While she is wondering through your apartment she peeks at your thermostat because, as long as she is there, what could it hurt and frankly the gas-bill has been pretty high too. I mean, with all the concern about the environment everyone is in favor of saving water and having that smaller carbon footprint—why her entering your apartment is practically a public service.
So even if you let this first check go (stretching to consider it a pseudo emergency), does this allow the landlord to enter you apartment once every three months, just to check you are still a good tenant.
One reason I like the landlord example is because it lends itself to a key point. Even though the landlord has a ‘pure’ motive in entering your apartment, by her very presence in your property (under the terms of the lease), she can observe things about you. She does not take anything, but just by observation she learns what you like. She may see what magazines you subscribe to, what videos and games you play, what shampoo you use and what medicines you take. She knows that you leave wet towels on the bathroom floor because you were late for work (damn that fake watch).
Okay, this is all relatively innocuous but I argue it is a short leap from looking for dripping faucets to running amuck in your underwear drawer or peeking at the bank statements in your desk to make sure you are the kind of tenant they want in the building and want to ensure you can afford to stay there.
And what are the chances that you could now decline the updated EULA? How likely are you to decline any additional updates and service packs in order to leave the computer in the state where the original EULA applies.
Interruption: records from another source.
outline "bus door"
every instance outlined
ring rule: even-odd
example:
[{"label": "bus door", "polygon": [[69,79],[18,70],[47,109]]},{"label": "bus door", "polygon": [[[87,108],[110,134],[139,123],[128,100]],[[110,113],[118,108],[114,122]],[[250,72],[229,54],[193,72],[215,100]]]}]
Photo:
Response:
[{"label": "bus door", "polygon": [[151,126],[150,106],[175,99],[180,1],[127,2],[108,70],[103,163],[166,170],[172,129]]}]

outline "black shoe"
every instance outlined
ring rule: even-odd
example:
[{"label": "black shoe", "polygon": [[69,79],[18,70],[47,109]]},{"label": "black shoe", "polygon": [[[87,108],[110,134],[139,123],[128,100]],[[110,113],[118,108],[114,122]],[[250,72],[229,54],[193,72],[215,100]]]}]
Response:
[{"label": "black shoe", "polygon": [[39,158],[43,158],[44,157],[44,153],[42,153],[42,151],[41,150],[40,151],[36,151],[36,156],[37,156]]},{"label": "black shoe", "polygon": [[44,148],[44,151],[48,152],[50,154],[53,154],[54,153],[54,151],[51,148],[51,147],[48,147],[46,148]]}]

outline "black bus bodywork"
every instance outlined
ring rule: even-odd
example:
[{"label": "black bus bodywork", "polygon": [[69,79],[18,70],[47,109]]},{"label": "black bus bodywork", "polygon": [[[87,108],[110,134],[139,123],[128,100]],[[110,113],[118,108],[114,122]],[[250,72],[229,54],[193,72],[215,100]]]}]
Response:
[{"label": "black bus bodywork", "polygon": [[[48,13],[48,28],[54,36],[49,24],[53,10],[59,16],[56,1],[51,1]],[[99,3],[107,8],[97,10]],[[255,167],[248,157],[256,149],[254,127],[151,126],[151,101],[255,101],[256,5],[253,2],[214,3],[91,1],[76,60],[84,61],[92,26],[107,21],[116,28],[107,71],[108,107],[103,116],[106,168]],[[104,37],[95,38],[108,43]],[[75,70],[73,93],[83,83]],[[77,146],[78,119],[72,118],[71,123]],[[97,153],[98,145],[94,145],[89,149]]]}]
Finally, when it comes to piracy you cannot have your cake and eat it too. If you are going to crack down on piracy then it must be all forms of piracy.
But the reality is that Microsoft finds piracy quite useful—just not your piracy. In a 1998 interview available at CNET Bill Gates said: “Although about three million computers get sold every year in China, but [sic] people don’t pay for the software. Someday they will, though. As long as they are going to steal it, we want them to steal ours. They’ll get sort of addicted, and then we’ll somehow figure out how to collect sometime in the next decade.”
Even Jeff Raikes, who at the time of this quote was Microsoft’s business group president talking to analysts at the Morgan Stanley Technology conference in 2007 essentually said: “If people are going to use pirated software, he’d prefer they use bootleg copies of Microsoft programs.”
This may explain the ‘Wink-Wink, Nod-Nod, Oh yes, you’re a student of life’ lax enforcement of who can use the student edition of Office.
And finally an article in the Economist (sorry subscription required) shows as recently as 2008 this attitude still prevailed. Because of piracy’s potential to open new markets, “Officially, the software giant has taken a firm line against piracy. But unofficially, it admits that tolerating piracy of its products has given it huge market share and will boost revenues in the long term, because users stick with Microsoft’s products when they go legit.”